The vote to leave the European Union has opened up a period of enormous political uncertainty, raising huge questions on how the UK will move forward in the months and years to come.
Q: Does the country have a fully functioning Government?
A: David Cameron remains Prime Minister until a successor is enthroned by the Conservative Party - due to take place on September 2 - and much of the day-to-day business of government will continue as normal. Chancellor George Osborne has surfaced for the first time since the vote last Thursday in an attempt to reassure the markets.
That said, much of Mr Cameron’s authority drained away with his announcement that he is to stand down, and it is difficult to see how he can take any major political initiatives during his remaining time in office. Most notably, on the big issue of how the separation with Brussels will be managed, he has made it clear that is a matter for the next occupant of No 10.
Q: When will that process begin?
A: To start the formal uncoupling, the Government has to invoke Article 50 of the Lisbon Treaty, which sets in train a period of negotiations of up to two years - although that could be extended with the unanimous agreement of all the remaining member states.
Some European leaders, fearful of further instability, have demanded it should happen immediately and be wrapped up as quickly as possible. Mr Cameron, however, insists it will be for the next prime minister to decide when that will be. He has some heavyweight backing from German Chancellor Angela Merkel - Europe’s key powerbroker - who says the UK should not be rushed.
Even when there is a new premier in place, it will not necessarily happen straight away. Boris Johnson has said he would like a period of informal negotiations before triggering the formal Article 50 process. Whether there would be any appetite for that on the other side of the Channel may be another matter.
Q: Is Boris Johnson losing his enthusiasm for Brexit?
A: Some sceptical Tories doubt the former London mayor was ever really for Leave in the first place and believe his decision to put himself at the head of the Out campaign was more about positioning himself for a run for the leadership of the party whose grassroots members are overwhelmingly for Brexit.
In his public utterances since the result, he has gone out of his way to try to reassure Remain supporters that Britain is no less European than it was before. He has also insisted the UK will be able to enjoy continued access to the EU while taking back “democratic control” of immigration policy. Once again, there may be others with a different view.

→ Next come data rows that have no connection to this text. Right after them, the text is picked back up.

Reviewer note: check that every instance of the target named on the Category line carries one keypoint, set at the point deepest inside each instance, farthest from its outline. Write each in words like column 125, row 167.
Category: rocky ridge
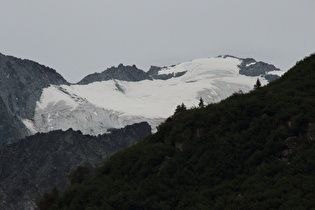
column 21, row 85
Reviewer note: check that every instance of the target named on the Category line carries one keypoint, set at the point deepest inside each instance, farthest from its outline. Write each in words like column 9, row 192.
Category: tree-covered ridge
column 251, row 151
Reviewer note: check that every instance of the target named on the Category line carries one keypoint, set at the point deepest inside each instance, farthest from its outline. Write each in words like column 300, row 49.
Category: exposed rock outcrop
column 121, row 72
column 36, row 164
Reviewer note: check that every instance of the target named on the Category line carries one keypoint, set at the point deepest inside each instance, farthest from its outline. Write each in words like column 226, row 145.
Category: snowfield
column 96, row 107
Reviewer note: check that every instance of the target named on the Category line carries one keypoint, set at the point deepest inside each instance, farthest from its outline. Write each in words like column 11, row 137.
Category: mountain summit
column 124, row 95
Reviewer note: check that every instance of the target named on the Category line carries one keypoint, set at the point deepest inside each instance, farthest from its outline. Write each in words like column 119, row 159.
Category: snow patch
column 29, row 124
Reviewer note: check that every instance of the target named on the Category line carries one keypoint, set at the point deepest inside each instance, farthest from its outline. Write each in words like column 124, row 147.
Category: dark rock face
column 21, row 84
column 11, row 128
column 250, row 67
column 124, row 73
column 36, row 164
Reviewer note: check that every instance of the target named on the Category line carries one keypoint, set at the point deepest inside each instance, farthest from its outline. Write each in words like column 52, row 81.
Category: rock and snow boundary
column 96, row 107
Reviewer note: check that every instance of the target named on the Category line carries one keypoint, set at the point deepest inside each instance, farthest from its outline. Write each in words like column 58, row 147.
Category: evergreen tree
column 257, row 85
column 201, row 103
column 180, row 108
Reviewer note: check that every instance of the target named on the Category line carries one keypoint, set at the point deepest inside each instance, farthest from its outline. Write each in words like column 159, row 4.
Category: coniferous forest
column 250, row 151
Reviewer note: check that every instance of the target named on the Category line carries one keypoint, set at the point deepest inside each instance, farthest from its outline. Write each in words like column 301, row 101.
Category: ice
column 98, row 106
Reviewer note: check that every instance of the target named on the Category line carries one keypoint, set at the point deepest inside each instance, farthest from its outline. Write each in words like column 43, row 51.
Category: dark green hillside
column 251, row 151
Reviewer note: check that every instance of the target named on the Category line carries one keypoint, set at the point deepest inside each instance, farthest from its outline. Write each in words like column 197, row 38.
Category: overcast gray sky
column 79, row 37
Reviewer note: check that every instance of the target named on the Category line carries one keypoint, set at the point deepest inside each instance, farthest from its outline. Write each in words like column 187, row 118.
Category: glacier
column 97, row 107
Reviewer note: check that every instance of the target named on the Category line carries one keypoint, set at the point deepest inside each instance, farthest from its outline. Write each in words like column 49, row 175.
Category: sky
column 80, row 37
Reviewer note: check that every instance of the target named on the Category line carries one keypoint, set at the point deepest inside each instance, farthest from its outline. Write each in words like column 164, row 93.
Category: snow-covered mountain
column 101, row 102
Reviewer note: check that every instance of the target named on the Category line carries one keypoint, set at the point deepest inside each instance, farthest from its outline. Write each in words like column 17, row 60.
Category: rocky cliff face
column 11, row 128
column 34, row 165
column 21, row 84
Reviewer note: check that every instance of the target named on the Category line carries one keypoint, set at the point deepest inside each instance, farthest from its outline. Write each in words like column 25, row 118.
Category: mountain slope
column 21, row 85
column 34, row 165
column 250, row 151
column 124, row 95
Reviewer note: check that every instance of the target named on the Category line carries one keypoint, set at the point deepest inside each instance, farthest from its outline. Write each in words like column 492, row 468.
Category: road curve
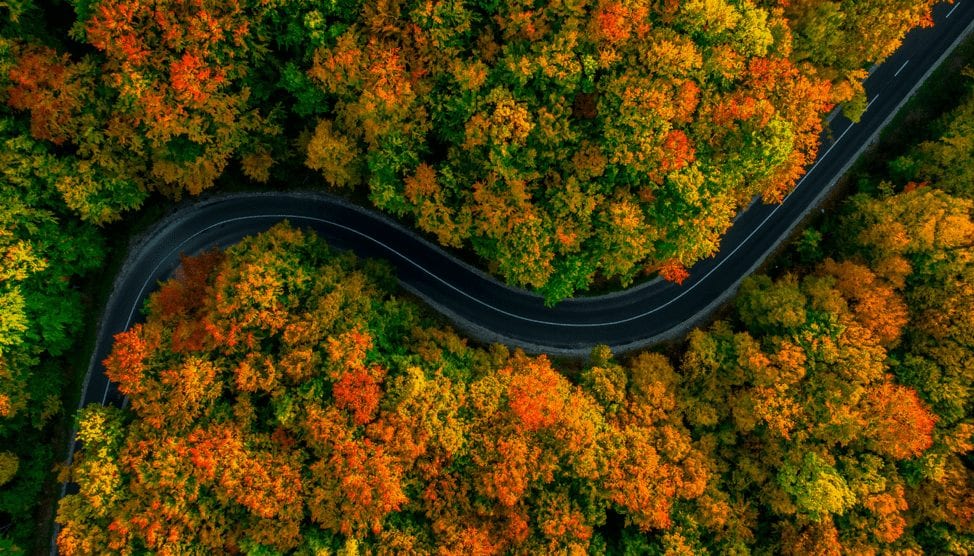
column 492, row 311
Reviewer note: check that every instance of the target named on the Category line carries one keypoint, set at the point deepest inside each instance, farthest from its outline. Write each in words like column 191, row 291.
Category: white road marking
column 689, row 289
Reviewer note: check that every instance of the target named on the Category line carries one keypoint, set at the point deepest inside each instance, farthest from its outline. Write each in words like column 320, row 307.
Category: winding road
column 491, row 311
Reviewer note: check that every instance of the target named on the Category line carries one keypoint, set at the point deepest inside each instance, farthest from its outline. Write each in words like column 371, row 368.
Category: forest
column 830, row 410
column 285, row 398
column 541, row 136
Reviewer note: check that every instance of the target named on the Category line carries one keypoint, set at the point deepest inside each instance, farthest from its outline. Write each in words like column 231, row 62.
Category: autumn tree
column 280, row 399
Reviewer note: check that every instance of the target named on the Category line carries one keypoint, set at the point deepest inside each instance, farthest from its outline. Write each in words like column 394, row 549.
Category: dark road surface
column 490, row 310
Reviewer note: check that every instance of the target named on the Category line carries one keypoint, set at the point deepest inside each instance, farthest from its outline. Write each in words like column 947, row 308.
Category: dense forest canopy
column 831, row 415
column 573, row 127
column 560, row 141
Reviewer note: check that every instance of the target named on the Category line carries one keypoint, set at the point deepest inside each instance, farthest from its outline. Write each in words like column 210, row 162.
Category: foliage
column 42, row 254
column 562, row 143
column 281, row 400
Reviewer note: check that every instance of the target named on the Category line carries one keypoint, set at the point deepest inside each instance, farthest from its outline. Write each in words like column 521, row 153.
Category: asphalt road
column 488, row 309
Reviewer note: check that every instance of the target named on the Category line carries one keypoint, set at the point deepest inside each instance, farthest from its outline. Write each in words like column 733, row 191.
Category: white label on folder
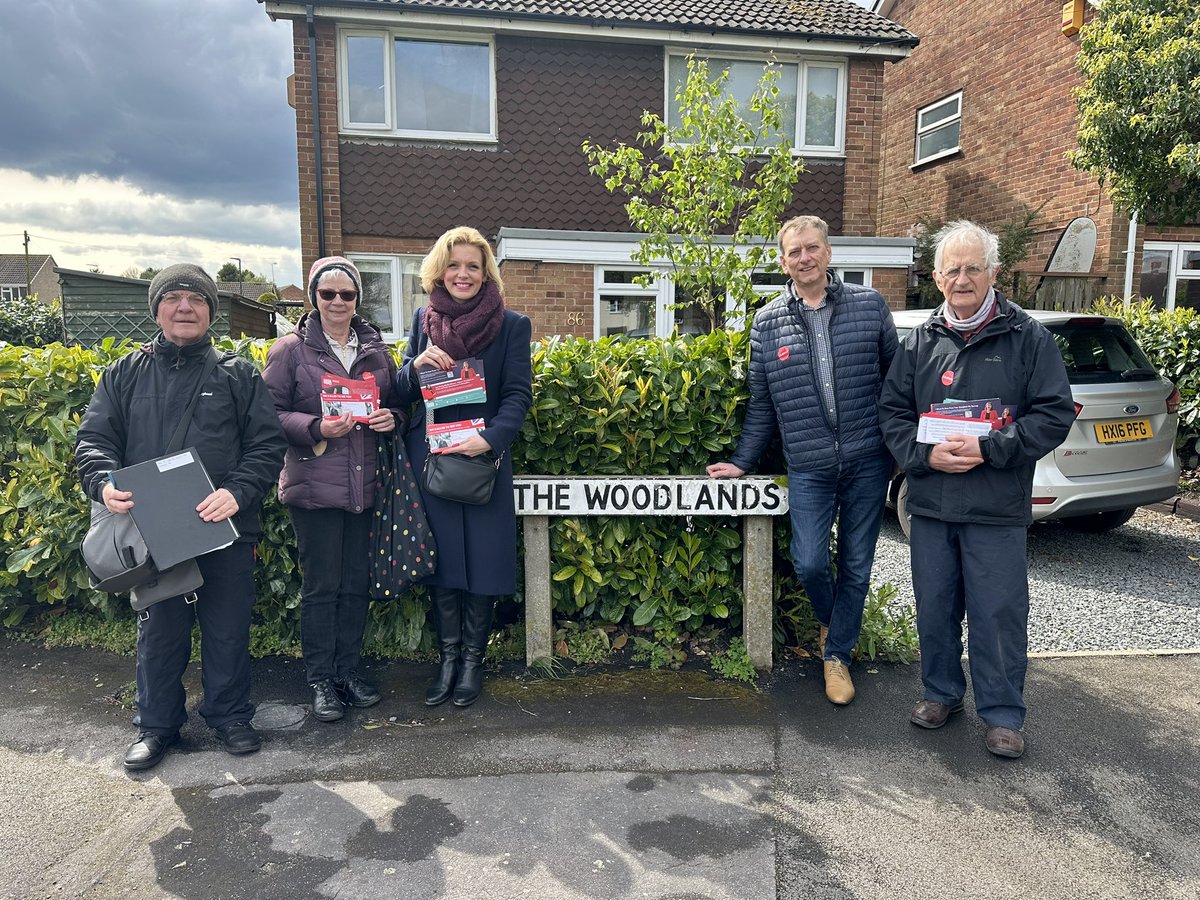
column 174, row 462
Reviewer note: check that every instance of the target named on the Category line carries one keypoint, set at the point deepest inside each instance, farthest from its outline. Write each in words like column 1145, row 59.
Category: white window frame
column 1176, row 271
column 925, row 131
column 389, row 127
column 802, row 64
column 393, row 261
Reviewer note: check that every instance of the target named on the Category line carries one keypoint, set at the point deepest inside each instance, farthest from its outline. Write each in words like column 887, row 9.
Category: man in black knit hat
column 137, row 406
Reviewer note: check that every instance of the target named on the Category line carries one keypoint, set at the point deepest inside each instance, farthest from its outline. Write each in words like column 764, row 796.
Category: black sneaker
column 327, row 706
column 239, row 738
column 148, row 750
column 355, row 693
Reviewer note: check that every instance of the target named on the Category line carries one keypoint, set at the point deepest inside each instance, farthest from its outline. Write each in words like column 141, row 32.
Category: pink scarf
column 465, row 329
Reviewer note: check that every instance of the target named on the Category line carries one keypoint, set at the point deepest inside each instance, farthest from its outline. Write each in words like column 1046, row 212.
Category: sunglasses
column 347, row 295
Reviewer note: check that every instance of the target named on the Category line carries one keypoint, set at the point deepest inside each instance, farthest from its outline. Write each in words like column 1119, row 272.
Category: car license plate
column 1121, row 432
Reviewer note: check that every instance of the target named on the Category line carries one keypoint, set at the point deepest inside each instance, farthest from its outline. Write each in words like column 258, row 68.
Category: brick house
column 977, row 123
column 436, row 113
column 39, row 268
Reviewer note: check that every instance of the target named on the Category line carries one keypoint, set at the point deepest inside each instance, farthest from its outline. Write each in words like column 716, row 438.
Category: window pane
column 742, row 83
column 612, row 276
column 939, row 113
column 629, row 316
column 1156, row 275
column 1187, row 294
column 413, row 294
column 377, row 300
column 365, row 78
column 443, row 87
column 935, row 142
column 821, row 107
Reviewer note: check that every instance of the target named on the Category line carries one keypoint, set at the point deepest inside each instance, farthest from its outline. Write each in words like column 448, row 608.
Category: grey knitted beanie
column 184, row 276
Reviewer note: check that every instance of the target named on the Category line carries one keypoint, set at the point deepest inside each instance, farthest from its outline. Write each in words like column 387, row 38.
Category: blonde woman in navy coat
column 477, row 545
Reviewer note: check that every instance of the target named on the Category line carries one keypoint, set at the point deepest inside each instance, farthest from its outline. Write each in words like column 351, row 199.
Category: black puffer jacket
column 1013, row 358
column 783, row 382
column 341, row 475
column 137, row 406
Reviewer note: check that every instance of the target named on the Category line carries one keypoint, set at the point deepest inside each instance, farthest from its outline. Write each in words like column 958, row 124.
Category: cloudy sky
column 144, row 132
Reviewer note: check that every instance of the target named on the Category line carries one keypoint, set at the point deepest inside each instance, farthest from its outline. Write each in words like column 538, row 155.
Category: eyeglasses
column 971, row 271
column 347, row 295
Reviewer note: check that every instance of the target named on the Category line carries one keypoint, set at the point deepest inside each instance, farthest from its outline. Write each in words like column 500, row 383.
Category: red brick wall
column 1017, row 72
column 864, row 123
column 557, row 297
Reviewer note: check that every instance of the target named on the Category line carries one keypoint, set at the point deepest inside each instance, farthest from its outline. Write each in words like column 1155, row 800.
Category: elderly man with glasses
column 138, row 403
column 970, row 493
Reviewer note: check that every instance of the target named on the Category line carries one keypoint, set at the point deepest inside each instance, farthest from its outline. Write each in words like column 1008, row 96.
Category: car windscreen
column 1099, row 351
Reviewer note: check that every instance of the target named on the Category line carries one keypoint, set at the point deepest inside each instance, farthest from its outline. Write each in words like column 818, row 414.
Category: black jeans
column 165, row 645
column 335, row 580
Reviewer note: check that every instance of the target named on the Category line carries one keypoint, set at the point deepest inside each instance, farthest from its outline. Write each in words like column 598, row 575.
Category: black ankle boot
column 444, row 603
column 477, row 623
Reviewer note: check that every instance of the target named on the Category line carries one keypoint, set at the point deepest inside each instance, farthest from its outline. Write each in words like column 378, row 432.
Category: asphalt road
column 609, row 785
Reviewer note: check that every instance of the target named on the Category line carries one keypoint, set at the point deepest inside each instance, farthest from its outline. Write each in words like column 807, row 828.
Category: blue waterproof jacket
column 783, row 381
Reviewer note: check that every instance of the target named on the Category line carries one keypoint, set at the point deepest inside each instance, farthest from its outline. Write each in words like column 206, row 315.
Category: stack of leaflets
column 461, row 384
column 339, row 396
column 963, row 417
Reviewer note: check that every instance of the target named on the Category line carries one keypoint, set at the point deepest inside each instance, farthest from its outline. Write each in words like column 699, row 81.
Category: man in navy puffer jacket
column 819, row 353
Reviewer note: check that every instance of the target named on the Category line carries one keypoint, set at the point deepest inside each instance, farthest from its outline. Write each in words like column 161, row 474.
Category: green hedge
column 1171, row 341
column 600, row 408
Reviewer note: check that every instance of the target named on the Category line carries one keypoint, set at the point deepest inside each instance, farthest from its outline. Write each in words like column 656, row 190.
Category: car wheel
column 1098, row 522
column 903, row 509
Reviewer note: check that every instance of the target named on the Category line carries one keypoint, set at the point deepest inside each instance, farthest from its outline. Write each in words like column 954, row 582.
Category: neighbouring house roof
column 12, row 267
column 832, row 19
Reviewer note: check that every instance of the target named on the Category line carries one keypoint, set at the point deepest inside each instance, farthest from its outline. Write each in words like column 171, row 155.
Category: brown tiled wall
column 1017, row 71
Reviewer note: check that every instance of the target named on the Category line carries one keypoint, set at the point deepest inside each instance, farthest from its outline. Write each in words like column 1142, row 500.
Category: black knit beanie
column 184, row 276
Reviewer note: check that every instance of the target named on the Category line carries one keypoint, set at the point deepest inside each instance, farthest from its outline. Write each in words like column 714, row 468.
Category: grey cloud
column 186, row 97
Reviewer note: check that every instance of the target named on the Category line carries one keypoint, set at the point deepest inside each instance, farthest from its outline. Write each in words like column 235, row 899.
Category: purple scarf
column 465, row 329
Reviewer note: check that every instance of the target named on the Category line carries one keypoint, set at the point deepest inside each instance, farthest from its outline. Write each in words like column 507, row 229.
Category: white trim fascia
column 550, row 28
column 616, row 249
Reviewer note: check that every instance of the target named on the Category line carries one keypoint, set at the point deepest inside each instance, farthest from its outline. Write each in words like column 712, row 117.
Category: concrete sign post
column 755, row 499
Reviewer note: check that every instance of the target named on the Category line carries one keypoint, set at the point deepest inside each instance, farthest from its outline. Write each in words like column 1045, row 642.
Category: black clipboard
column 166, row 492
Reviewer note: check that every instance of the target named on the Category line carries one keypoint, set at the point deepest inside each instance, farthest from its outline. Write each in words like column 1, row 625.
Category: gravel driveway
column 1135, row 588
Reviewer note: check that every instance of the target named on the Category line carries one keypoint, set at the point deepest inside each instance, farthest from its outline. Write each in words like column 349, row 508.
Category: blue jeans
column 852, row 493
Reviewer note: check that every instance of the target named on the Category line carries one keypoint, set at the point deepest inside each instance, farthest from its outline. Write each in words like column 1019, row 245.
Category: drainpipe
column 1129, row 251
column 316, row 133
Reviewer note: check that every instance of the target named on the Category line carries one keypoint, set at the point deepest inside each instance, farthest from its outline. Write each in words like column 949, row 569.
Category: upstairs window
column 811, row 96
column 937, row 129
column 417, row 87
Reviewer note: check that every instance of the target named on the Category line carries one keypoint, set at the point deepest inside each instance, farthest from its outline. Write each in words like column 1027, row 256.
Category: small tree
column 721, row 172
column 1139, row 106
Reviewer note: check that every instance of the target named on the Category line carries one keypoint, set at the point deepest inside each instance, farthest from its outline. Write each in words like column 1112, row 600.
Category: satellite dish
column 1075, row 247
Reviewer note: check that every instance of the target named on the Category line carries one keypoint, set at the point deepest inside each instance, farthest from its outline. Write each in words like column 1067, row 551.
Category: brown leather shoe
column 931, row 714
column 839, row 689
column 1008, row 743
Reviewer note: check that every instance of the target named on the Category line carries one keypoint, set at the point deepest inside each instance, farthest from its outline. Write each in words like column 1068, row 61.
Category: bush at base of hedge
column 600, row 408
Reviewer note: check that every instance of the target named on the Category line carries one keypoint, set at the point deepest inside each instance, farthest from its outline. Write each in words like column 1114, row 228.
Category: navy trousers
column 334, row 557
column 979, row 571
column 165, row 646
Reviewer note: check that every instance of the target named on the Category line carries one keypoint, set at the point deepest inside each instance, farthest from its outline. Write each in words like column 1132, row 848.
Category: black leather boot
column 445, row 604
column 477, row 623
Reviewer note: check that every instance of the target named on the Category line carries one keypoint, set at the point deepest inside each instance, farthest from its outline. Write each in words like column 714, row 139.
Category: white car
column 1120, row 454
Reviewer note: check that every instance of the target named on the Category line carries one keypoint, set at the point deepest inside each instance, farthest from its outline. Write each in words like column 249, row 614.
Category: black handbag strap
column 177, row 439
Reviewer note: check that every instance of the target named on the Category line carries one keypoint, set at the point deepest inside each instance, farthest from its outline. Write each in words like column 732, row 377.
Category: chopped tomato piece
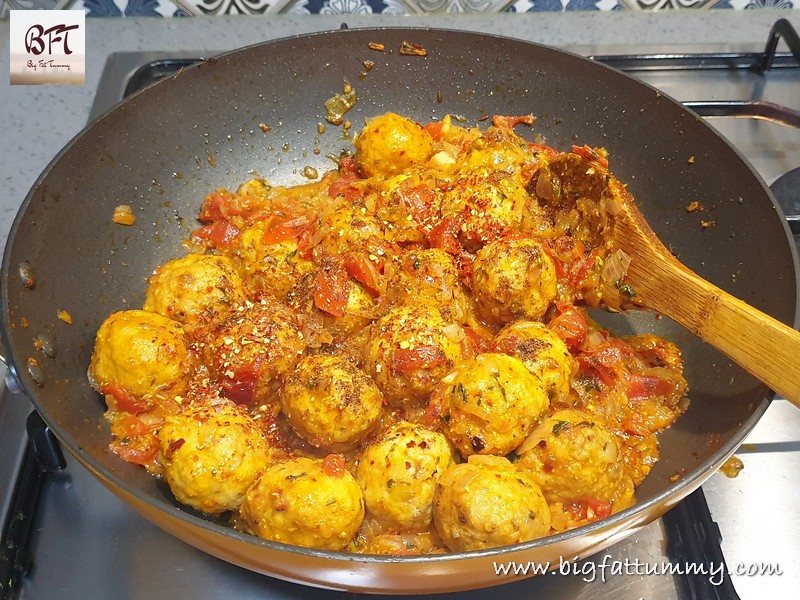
column 419, row 200
column 435, row 130
column 332, row 289
column 366, row 271
column 216, row 206
column 593, row 155
column 241, row 387
column 407, row 360
column 140, row 451
column 547, row 151
column 280, row 230
column 343, row 186
column 647, row 386
column 347, row 165
column 218, row 234
column 511, row 122
column 600, row 508
column 125, row 401
column 445, row 235
column 571, row 327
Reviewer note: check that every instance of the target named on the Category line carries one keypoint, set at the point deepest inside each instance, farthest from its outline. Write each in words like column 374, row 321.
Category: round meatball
column 409, row 350
column 331, row 403
column 211, row 454
column 253, row 349
column 350, row 228
column 514, row 278
column 573, row 457
column 430, row 277
column 489, row 404
column 490, row 203
column 139, row 355
column 265, row 265
column 390, row 144
column 488, row 502
column 398, row 475
column 195, row 290
column 305, row 502
column 542, row 352
column 360, row 305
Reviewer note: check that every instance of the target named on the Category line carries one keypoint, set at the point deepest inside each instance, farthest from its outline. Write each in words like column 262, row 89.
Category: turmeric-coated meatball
column 331, row 403
column 488, row 502
column 573, row 457
column 398, row 474
column 409, row 350
column 305, row 502
column 253, row 349
column 489, row 404
column 491, row 203
column 429, row 276
column 390, row 144
column 195, row 290
column 542, row 352
column 139, row 354
column 211, row 454
column 352, row 228
column 514, row 278
column 357, row 313
column 268, row 265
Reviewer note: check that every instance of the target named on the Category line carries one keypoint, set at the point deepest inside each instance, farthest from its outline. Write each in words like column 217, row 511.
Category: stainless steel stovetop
column 84, row 543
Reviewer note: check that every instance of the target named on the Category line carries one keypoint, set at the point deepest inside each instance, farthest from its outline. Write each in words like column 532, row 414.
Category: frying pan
column 163, row 149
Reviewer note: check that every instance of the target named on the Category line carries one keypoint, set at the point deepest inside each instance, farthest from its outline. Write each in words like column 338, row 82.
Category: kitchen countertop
column 37, row 121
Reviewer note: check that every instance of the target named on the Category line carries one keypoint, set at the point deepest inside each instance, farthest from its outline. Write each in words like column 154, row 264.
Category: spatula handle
column 762, row 345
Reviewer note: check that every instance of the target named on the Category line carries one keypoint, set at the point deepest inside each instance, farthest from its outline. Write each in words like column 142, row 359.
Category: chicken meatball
column 331, row 403
column 488, row 502
column 390, row 144
column 305, row 502
column 409, row 350
column 211, row 454
column 514, row 278
column 542, row 352
column 138, row 357
column 489, row 404
column 350, row 228
column 573, row 457
column 398, row 474
column 490, row 203
column 195, row 290
column 430, row 276
column 253, row 349
column 268, row 265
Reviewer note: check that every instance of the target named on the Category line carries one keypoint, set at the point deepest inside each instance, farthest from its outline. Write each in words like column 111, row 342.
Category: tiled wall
column 178, row 8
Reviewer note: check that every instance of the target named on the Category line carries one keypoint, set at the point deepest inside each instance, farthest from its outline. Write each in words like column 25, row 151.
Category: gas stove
column 65, row 536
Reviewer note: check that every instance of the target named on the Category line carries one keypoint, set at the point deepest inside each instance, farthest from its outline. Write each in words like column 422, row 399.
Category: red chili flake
column 334, row 465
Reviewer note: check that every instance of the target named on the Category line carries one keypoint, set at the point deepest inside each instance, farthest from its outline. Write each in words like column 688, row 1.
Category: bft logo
column 48, row 47
column 58, row 34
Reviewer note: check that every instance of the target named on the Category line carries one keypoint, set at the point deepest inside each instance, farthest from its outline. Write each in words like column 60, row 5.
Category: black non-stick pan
column 163, row 149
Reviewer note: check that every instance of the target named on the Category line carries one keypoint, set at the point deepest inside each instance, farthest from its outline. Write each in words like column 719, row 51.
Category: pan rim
column 700, row 472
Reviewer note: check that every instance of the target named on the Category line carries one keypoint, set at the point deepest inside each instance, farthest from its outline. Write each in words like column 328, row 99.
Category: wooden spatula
column 656, row 280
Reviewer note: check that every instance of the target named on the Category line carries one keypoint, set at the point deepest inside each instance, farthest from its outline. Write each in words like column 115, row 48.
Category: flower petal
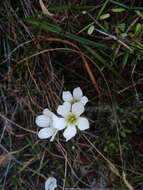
column 59, row 123
column 83, row 123
column 84, row 100
column 64, row 109
column 46, row 133
column 67, row 96
column 51, row 183
column 78, row 108
column 77, row 93
column 47, row 112
column 70, row 132
column 42, row 120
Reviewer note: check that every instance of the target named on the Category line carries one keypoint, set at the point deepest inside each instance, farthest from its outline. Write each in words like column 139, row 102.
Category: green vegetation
column 43, row 54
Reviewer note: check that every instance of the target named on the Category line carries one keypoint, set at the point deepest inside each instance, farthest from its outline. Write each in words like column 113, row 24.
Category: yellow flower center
column 71, row 119
column 75, row 101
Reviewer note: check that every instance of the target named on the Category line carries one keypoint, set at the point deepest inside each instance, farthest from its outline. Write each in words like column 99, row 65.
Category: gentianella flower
column 76, row 96
column 71, row 119
column 45, row 121
column 51, row 183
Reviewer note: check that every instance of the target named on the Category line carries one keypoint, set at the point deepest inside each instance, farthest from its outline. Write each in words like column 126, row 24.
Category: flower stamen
column 71, row 119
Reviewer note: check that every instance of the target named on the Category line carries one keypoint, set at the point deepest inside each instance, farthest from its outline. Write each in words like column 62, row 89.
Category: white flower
column 45, row 121
column 76, row 97
column 51, row 183
column 70, row 119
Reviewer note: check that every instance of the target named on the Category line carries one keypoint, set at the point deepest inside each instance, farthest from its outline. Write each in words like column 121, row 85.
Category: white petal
column 47, row 112
column 46, row 132
column 67, row 96
column 42, row 121
column 51, row 183
column 77, row 93
column 78, row 108
column 59, row 123
column 83, row 123
column 70, row 132
column 84, row 100
column 64, row 109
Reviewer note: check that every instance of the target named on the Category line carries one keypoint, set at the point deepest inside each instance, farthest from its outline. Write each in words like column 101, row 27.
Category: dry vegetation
column 44, row 53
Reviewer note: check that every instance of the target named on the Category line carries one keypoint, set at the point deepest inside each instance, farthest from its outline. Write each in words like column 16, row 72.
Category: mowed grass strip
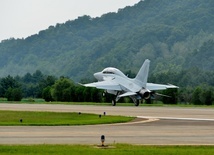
column 117, row 149
column 26, row 118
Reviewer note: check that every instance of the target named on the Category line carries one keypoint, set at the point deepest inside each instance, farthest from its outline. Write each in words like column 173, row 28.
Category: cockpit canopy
column 111, row 70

Q: Can Nicola Sturgeon veto Brexit?
A: Scotland voted overwhelmingly for Remain and the First Minister has said she will do all she can to preserve its EU status. In particular, she has suggested the Holyrood Parliament could withhold its “legislative consent” from a UK withdrawal from the EU. Whether this would be enough to prevent it happening is another matter. Early reaction from constitutional experts says that while MSPs could vote against giving their legislative consent, that is very different to actually blocking it and that Holyrood does not have an effective veto.
Q: What about the UK Parliament?
A: Leading lawyers say the referendum itself has no legislative force and that withdrawal from the EU will require a vote of Parliament to repeal the 1972 European Communities Act, which could pose a dilemma for pro-Remain MPs. David Cameron has said there is no question of ignoring the will of the people expressed in a referendum, but will individual Remain MPs - who are overwhelmingly in the majority - be able to bring themselves to vote to sever the link with Brussels? The SNP will almost certainly argue that it has a mandate from voters in Scotland to oppose it. And while it may appear politically foolhardy for MPs to seek to defy the popular will in such a manner, it adds another layer of uncertainty to the coming months.